O caso Beatriz
e a barbárie na escola
Por Malu
Fontes
05/04/2016 10:26:00
Com apenas 7 anos e durante uma festa de formatura em uma escola de
classe média, na cidade de Petrolina (PE), Beatriz Mota, filha de um professor
da casa, foi assassinada com mais de 40 facadas e teve o corpo jogado atrás de
um armário. Embora o crime tenha acontecido em dezembro do ano passado e ainda
não tenha sido esclarecido, o caso voltou à imprensa há uma semana por uma
revelação policial desnorteadora. Em entrevista coletiva, o delegado
responsável pelo caso declarou que cinco funcionários da própria escola onde
Beatriz foi morta e da qual seu pai era professor estão entre os sete suspeitos
do crime.
E como se essa declaração do delegado já não fosse atordoante o
suficiente, foi dito mais: o crime foi premeditado e houve um mentor, um ou
mais executores e outras pessoas que participaram indiretamente.
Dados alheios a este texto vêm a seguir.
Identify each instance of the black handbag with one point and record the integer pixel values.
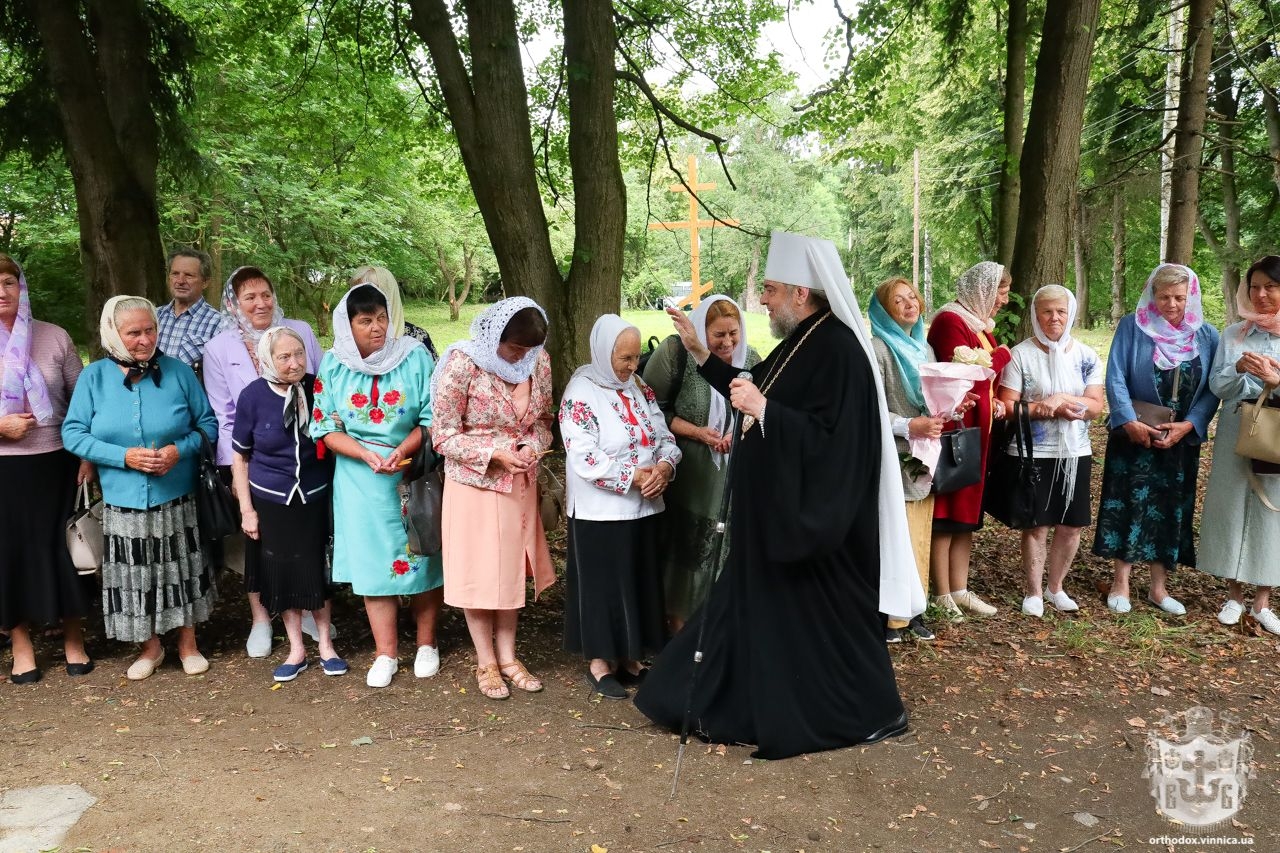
(1009, 495)
(960, 464)
(216, 509)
Por mais que
se saiba o quanto a violência é algo intrínseco à natureza humana, é da ordem
do inimaginável, quando não se é versado nas artimanhas policiais e
investigativas, supor que tantas pessoas sejam capazes de, simultaneamente, e
em um ambiente onde todos se conhecem, juntarem-se em torno de um projeto tão
cruel e perverso.
Fanatismo
Fora da Psiquiatria, do universo das psicopatias e da crônica policial,
é dificílimo supor motivações que poderiam levar um ser humano a assassinar uma
criança com mais de 40 estocadas de faca. E ainda há os detalhes sórdidos:
durante uma festa, ao som de uma banda, dentro de uma escola e a poucos metros
dos pais e de dezenas de outras famílias. Resta às pessoas comuns deixar de
lado todas as hipóteses relacionadas à maldade vulgar e conjecturar somente
teses cabíveis no terreno do fanatismo religioso. De outro modo, como responder
a essa pergunta: como e por que um criminoso convenceria, quatro, cinco ou mais
pessoas a aderirem a um plano seu, particular, cuja concretização envolvesse
algo dessa magnitude, a não ser em nome de um fanatismo inominável?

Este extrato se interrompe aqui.